Devonian–Mississippian strata in the northwestern region of the Western Canada sedimentary basin (WCSB) were investigated for shale gas potential. In the subsurface, thermally mature strata of the Besa River, Horn River, Muskwa, and Fort Simpson formations attain thicknesses of more than 1 km (0.6 mi), encompassing an area of approximately 125,000 km2 (48,300 mi2) and represent an enormous potential gas resource. Total gas capacity estimates range between 60 and 600 bcf/section. Of particular exploration interest are shales and mudrocks of the Horn River Formation (including the laterally equivalent lower Besa River mudrocks), Muskwa Formation, and upper Besa River Formation, which yield total organic carbon (TOC) contents of up to 5.7 wt.%. Fort Simpson shales seldom have TOC contents above 1 wt.%. Horn River and Muskwa formations have excellent shale gas potential in a region between longitudes 122°W and 123°W and latitudes 59°N and 60°N (National Topographic System [NTS] 94O08 to 94O15). In this area, which covers an areal extent of 6250 km2 (2404 mi2), average TOC contents are higher (>3 wt.% as determined by wire-line-log calibrations), and have a stratal thickness of more than 200 m (656 ft). Gas capacities are estimated to be between 100 and 240 bcf/section and possibly greater than 400 tcf gas in place. A substantial percentage of the gas capacity is free gas caused by high reservoir temperatures and pressures. Muskwa shales have adsorbed gas capacities ranging between 0.3 and 0.5 cm3/g (9.6–16 scf/t) at reservoir temperatures of 60–80°C (140–176°F), whereas Besa River mudrocks and shales have low adsorbed gas capacities of less than 0.01 cm3/g (0.32 scf/t; Liard Basin region) because reservoir temperatures exceed 130°C (266°F). Potential free gas capacities range from 1.2 to 9.5 cm3/g (38.4 to 304 scf/t) when total pore volumes (0.4–6.9%) are saturated with gas.

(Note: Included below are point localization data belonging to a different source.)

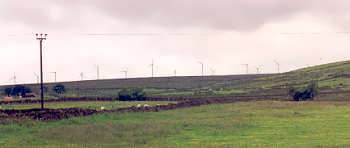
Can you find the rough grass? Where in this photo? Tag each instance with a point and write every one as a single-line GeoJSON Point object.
{"type": "Point", "coordinates": [84, 104]}
{"type": "Point", "coordinates": [251, 124]}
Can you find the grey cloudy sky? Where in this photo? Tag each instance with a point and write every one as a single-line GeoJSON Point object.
{"type": "Point", "coordinates": [119, 35]}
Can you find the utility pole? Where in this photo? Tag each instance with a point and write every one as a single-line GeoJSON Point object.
{"type": "Point", "coordinates": [55, 73]}
{"type": "Point", "coordinates": [37, 78]}
{"type": "Point", "coordinates": [41, 37]}
{"type": "Point", "coordinates": [152, 65]}
{"type": "Point", "coordinates": [278, 66]}
{"type": "Point", "coordinates": [202, 68]}
{"type": "Point", "coordinates": [125, 73]}
{"type": "Point", "coordinates": [246, 67]}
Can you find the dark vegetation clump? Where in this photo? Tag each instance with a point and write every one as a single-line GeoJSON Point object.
{"type": "Point", "coordinates": [17, 91]}
{"type": "Point", "coordinates": [132, 94]}
{"type": "Point", "coordinates": [304, 94]}
{"type": "Point", "coordinates": [204, 91]}
{"type": "Point", "coordinates": [59, 89]}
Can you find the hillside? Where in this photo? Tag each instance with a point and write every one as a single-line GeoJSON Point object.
{"type": "Point", "coordinates": [332, 77]}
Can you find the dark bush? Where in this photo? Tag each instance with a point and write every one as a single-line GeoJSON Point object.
{"type": "Point", "coordinates": [18, 90]}
{"type": "Point", "coordinates": [59, 89]}
{"type": "Point", "coordinates": [132, 94]}
{"type": "Point", "coordinates": [307, 93]}
{"type": "Point", "coordinates": [8, 91]}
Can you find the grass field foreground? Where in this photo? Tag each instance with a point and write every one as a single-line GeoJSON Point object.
{"type": "Point", "coordinates": [250, 124]}
{"type": "Point", "coordinates": [85, 104]}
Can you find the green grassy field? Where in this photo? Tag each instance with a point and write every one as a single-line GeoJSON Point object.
{"type": "Point", "coordinates": [249, 124]}
{"type": "Point", "coordinates": [84, 104]}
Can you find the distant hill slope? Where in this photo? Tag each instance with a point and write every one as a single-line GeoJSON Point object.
{"type": "Point", "coordinates": [332, 77]}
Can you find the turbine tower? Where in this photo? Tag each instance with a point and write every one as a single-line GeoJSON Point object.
{"type": "Point", "coordinates": [14, 78]}
{"type": "Point", "coordinates": [125, 73]}
{"type": "Point", "coordinates": [152, 65]}
{"type": "Point", "coordinates": [37, 78]}
{"type": "Point", "coordinates": [55, 74]}
{"type": "Point", "coordinates": [82, 76]}
{"type": "Point", "coordinates": [246, 68]}
{"type": "Point", "coordinates": [97, 72]}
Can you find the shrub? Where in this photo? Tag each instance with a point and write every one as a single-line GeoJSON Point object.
{"type": "Point", "coordinates": [59, 89]}
{"type": "Point", "coordinates": [204, 91]}
{"type": "Point", "coordinates": [18, 90]}
{"type": "Point", "coordinates": [132, 94]}
{"type": "Point", "coordinates": [305, 94]}
{"type": "Point", "coordinates": [8, 91]}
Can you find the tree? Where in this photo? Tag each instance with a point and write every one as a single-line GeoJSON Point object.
{"type": "Point", "coordinates": [305, 94]}
{"type": "Point", "coordinates": [59, 89]}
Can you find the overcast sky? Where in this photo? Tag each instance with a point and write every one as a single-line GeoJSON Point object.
{"type": "Point", "coordinates": [127, 34]}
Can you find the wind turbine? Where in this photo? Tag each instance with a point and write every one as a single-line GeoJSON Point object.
{"type": "Point", "coordinates": [14, 78]}
{"type": "Point", "coordinates": [212, 71]}
{"type": "Point", "coordinates": [278, 66]}
{"type": "Point", "coordinates": [247, 67]}
{"type": "Point", "coordinates": [97, 71]}
{"type": "Point", "coordinates": [125, 73]}
{"type": "Point", "coordinates": [202, 67]}
{"type": "Point", "coordinates": [82, 76]}
{"type": "Point", "coordinates": [258, 69]}
{"type": "Point", "coordinates": [55, 73]}
{"type": "Point", "coordinates": [152, 65]}
{"type": "Point", "coordinates": [37, 78]}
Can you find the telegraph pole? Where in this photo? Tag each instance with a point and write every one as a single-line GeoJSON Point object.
{"type": "Point", "coordinates": [41, 37]}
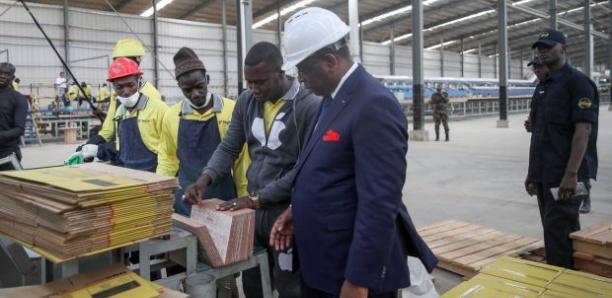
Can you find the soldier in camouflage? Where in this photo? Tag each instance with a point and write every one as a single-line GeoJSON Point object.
{"type": "Point", "coordinates": [439, 103]}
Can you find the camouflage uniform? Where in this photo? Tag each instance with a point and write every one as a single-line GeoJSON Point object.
{"type": "Point", "coordinates": [439, 102]}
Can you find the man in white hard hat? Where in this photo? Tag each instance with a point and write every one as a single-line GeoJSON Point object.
{"type": "Point", "coordinates": [352, 231]}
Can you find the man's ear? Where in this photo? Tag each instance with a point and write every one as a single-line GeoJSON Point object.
{"type": "Point", "coordinates": [330, 61]}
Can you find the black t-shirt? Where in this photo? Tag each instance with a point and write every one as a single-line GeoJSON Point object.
{"type": "Point", "coordinates": [568, 96]}
{"type": "Point", "coordinates": [13, 112]}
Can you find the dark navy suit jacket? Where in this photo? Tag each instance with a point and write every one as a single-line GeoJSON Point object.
{"type": "Point", "coordinates": [349, 219]}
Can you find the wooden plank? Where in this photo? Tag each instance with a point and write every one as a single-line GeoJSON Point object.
{"type": "Point", "coordinates": [435, 225]}
{"type": "Point", "coordinates": [530, 245]}
{"type": "Point", "coordinates": [452, 233]}
{"type": "Point", "coordinates": [589, 233]}
{"type": "Point", "coordinates": [597, 266]}
{"type": "Point", "coordinates": [496, 250]}
{"type": "Point", "coordinates": [464, 248]}
{"type": "Point", "coordinates": [441, 250]}
{"type": "Point", "coordinates": [592, 248]}
{"type": "Point", "coordinates": [459, 239]}
{"type": "Point", "coordinates": [461, 270]}
{"type": "Point", "coordinates": [448, 227]}
{"type": "Point", "coordinates": [479, 246]}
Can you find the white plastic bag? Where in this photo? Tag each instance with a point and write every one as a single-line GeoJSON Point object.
{"type": "Point", "coordinates": [421, 285]}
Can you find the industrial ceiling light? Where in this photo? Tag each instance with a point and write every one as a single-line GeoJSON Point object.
{"type": "Point", "coordinates": [160, 5]}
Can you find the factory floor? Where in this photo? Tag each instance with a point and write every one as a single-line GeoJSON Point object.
{"type": "Point", "coordinates": [477, 177]}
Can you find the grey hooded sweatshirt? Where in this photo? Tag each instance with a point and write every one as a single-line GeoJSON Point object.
{"type": "Point", "coordinates": [274, 154]}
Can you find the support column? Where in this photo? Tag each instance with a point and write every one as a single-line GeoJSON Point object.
{"type": "Point", "coordinates": [503, 64]}
{"type": "Point", "coordinates": [522, 64]}
{"type": "Point", "coordinates": [244, 23]}
{"type": "Point", "coordinates": [279, 25]}
{"type": "Point", "coordinates": [354, 33]}
{"type": "Point", "coordinates": [588, 39]}
{"type": "Point", "coordinates": [552, 11]}
{"type": "Point", "coordinates": [360, 42]}
{"type": "Point", "coordinates": [392, 49]}
{"type": "Point", "coordinates": [418, 133]}
{"type": "Point", "coordinates": [224, 30]}
{"type": "Point", "coordinates": [66, 40]}
{"type": "Point", "coordinates": [480, 60]}
{"type": "Point", "coordinates": [462, 66]}
{"type": "Point", "coordinates": [155, 48]}
{"type": "Point", "coordinates": [441, 57]}
{"type": "Point", "coordinates": [495, 61]}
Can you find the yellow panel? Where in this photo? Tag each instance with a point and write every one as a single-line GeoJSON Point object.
{"type": "Point", "coordinates": [523, 271]}
{"type": "Point", "coordinates": [581, 284]}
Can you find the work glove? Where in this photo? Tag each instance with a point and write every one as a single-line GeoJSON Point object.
{"type": "Point", "coordinates": [89, 151]}
{"type": "Point", "coordinates": [74, 159]}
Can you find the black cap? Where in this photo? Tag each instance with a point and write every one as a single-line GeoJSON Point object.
{"type": "Point", "coordinates": [536, 61]}
{"type": "Point", "coordinates": [550, 38]}
{"type": "Point", "coordinates": [186, 60]}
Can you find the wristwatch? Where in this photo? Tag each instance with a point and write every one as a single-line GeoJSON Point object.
{"type": "Point", "coordinates": [255, 199]}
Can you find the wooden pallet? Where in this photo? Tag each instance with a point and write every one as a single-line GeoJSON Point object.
{"type": "Point", "coordinates": [596, 240]}
{"type": "Point", "coordinates": [465, 248]}
{"type": "Point", "coordinates": [593, 248]}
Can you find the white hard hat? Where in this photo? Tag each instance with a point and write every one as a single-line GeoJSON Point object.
{"type": "Point", "coordinates": [308, 31]}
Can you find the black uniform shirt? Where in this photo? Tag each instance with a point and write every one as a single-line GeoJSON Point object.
{"type": "Point", "coordinates": [13, 112]}
{"type": "Point", "coordinates": [569, 97]}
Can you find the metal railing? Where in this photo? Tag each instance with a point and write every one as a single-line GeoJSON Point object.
{"type": "Point", "coordinates": [475, 107]}
{"type": "Point", "coordinates": [472, 108]}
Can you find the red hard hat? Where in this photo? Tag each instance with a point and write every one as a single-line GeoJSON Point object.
{"type": "Point", "coordinates": [123, 67]}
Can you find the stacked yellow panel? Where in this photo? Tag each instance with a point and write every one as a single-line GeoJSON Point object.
{"type": "Point", "coordinates": [64, 212]}
{"type": "Point", "coordinates": [513, 277]}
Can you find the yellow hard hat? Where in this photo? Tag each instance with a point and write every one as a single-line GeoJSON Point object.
{"type": "Point", "coordinates": [128, 48]}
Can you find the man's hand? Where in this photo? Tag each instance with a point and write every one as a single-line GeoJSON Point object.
{"type": "Point", "coordinates": [528, 124]}
{"type": "Point", "coordinates": [282, 230]}
{"type": "Point", "coordinates": [195, 192]}
{"type": "Point", "coordinates": [236, 204]}
{"type": "Point", "coordinates": [350, 290]}
{"type": "Point", "coordinates": [530, 187]}
{"type": "Point", "coordinates": [89, 150]}
{"type": "Point", "coordinates": [567, 188]}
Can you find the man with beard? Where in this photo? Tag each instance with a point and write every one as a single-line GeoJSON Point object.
{"type": "Point", "coordinates": [191, 131]}
{"type": "Point", "coordinates": [274, 117]}
{"type": "Point", "coordinates": [563, 148]}
{"type": "Point", "coordinates": [352, 230]}
{"type": "Point", "coordinates": [13, 112]}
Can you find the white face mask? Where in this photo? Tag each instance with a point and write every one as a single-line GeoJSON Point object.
{"type": "Point", "coordinates": [129, 101]}
{"type": "Point", "coordinates": [206, 102]}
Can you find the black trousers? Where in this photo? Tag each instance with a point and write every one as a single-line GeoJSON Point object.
{"type": "Point", "coordinates": [9, 166]}
{"type": "Point", "coordinates": [286, 282]}
{"type": "Point", "coordinates": [308, 292]}
{"type": "Point", "coordinates": [559, 219]}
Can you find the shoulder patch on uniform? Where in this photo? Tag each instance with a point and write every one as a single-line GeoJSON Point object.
{"type": "Point", "coordinates": [584, 103]}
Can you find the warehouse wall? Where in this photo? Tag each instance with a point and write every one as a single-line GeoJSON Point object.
{"type": "Point", "coordinates": [93, 35]}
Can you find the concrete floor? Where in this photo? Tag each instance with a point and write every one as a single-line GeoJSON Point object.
{"type": "Point", "coordinates": [477, 177]}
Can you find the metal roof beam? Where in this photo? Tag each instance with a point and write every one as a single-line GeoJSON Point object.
{"type": "Point", "coordinates": [121, 4]}
{"type": "Point", "coordinates": [427, 12]}
{"type": "Point", "coordinates": [270, 8]}
{"type": "Point", "coordinates": [543, 15]}
{"type": "Point", "coordinates": [197, 8]}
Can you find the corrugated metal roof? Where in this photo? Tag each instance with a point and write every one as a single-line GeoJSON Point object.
{"type": "Point", "coordinates": [457, 23]}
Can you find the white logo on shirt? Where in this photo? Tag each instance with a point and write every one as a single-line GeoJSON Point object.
{"type": "Point", "coordinates": [259, 132]}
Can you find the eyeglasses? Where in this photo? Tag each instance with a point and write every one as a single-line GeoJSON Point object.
{"type": "Point", "coordinates": [305, 67]}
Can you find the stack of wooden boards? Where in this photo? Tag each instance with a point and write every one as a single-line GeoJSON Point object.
{"type": "Point", "coordinates": [64, 212]}
{"type": "Point", "coordinates": [116, 281]}
{"type": "Point", "coordinates": [593, 249]}
{"type": "Point", "coordinates": [224, 237]}
{"type": "Point", "coordinates": [513, 277]}
{"type": "Point", "coordinates": [465, 248]}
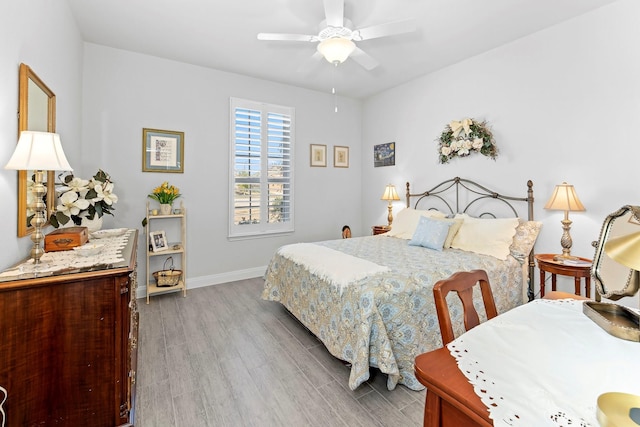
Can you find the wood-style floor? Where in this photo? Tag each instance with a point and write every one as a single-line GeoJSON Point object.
{"type": "Point", "coordinates": [224, 357]}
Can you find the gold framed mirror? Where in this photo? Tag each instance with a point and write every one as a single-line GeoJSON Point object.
{"type": "Point", "coordinates": [36, 111]}
{"type": "Point", "coordinates": [612, 279]}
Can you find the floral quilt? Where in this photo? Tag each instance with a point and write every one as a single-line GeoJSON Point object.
{"type": "Point", "coordinates": [386, 319]}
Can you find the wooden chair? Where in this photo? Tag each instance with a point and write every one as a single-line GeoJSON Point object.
{"type": "Point", "coordinates": [462, 282]}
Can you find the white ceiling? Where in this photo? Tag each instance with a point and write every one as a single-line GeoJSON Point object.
{"type": "Point", "coordinates": [221, 34]}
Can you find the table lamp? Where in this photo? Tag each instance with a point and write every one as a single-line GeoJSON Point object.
{"type": "Point", "coordinates": [38, 152]}
{"type": "Point", "coordinates": [626, 251]}
{"type": "Point", "coordinates": [564, 198]}
{"type": "Point", "coordinates": [390, 195]}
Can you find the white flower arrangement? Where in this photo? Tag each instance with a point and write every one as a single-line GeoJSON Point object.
{"type": "Point", "coordinates": [80, 198]}
{"type": "Point", "coordinates": [461, 138]}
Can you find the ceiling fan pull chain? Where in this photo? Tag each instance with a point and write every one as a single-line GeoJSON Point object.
{"type": "Point", "coordinates": [333, 89]}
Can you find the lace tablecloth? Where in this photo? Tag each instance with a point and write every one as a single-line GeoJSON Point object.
{"type": "Point", "coordinates": [544, 364]}
{"type": "Point", "coordinates": [53, 262]}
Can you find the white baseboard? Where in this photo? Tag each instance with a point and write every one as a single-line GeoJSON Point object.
{"type": "Point", "coordinates": [215, 279]}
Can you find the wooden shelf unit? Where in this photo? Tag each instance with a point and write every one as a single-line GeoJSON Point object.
{"type": "Point", "coordinates": [179, 255]}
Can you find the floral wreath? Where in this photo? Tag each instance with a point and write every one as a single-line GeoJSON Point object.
{"type": "Point", "coordinates": [461, 138]}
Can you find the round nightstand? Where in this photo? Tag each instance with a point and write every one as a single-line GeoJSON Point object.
{"type": "Point", "coordinates": [582, 269]}
{"type": "Point", "coordinates": [379, 229]}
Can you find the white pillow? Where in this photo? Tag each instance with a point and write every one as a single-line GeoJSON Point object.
{"type": "Point", "coordinates": [406, 221]}
{"type": "Point", "coordinates": [486, 236]}
{"type": "Point", "coordinates": [524, 239]}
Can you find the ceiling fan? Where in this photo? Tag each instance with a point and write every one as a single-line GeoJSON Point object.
{"type": "Point", "coordinates": [336, 39]}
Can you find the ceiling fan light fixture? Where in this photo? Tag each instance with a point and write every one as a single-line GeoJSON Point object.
{"type": "Point", "coordinates": [336, 49]}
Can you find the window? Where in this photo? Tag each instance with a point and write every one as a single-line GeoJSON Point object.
{"type": "Point", "coordinates": [261, 184]}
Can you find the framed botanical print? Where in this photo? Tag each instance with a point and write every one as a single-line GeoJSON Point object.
{"type": "Point", "coordinates": [384, 154]}
{"type": "Point", "coordinates": [340, 156]}
{"type": "Point", "coordinates": [318, 155]}
{"type": "Point", "coordinates": [158, 241]}
{"type": "Point", "coordinates": [162, 151]}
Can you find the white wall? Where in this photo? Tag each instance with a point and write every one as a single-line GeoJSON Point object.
{"type": "Point", "coordinates": [125, 92]}
{"type": "Point", "coordinates": [563, 104]}
{"type": "Point", "coordinates": [43, 35]}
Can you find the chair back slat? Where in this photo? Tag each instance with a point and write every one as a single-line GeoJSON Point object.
{"type": "Point", "coordinates": [462, 283]}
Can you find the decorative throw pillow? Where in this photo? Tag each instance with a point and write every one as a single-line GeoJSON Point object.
{"type": "Point", "coordinates": [453, 230]}
{"type": "Point", "coordinates": [486, 236]}
{"type": "Point", "coordinates": [406, 221]}
{"type": "Point", "coordinates": [430, 233]}
{"type": "Point", "coordinates": [524, 239]}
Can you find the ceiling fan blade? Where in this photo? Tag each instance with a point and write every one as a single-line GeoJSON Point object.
{"type": "Point", "coordinates": [313, 61]}
{"type": "Point", "coordinates": [334, 12]}
{"type": "Point", "coordinates": [382, 30]}
{"type": "Point", "coordinates": [287, 37]}
{"type": "Point", "coordinates": [364, 59]}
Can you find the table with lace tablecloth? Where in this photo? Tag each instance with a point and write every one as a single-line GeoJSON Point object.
{"type": "Point", "coordinates": [545, 363]}
{"type": "Point", "coordinates": [111, 254]}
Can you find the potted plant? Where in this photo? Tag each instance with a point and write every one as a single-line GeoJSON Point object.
{"type": "Point", "coordinates": [165, 194]}
{"type": "Point", "coordinates": [84, 202]}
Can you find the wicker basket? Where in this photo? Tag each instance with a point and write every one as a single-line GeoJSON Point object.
{"type": "Point", "coordinates": [167, 278]}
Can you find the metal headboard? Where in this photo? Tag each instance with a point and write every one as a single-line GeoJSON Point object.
{"type": "Point", "coordinates": [475, 194]}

The mineralogy has a major influence on total gas capacity. Carbonate-rich samples, indicative of adjacent carbonate platform and embayment successions, commonly have lower organic carbon content and porosity and corresponding lower gas capacity (<1% TOC and <1% porosity). Seaward of the carbonate Slave Point edge, Muskwa and lower Besa River mudrocks can be both silica and TOC rich (up to 92% quartz and 5 wt.% TOC) and most favorable for shale gas reservoir exploration because of possible fracture enhancement of the brittle organic- and siliceous-rich facies. However, an inverse relation between silica and porosity in some regions implies that zones with the best propensity for fracture completion may not provide optimal gas capacity, and a balance between favorable reservoir characteristics needs to be sought.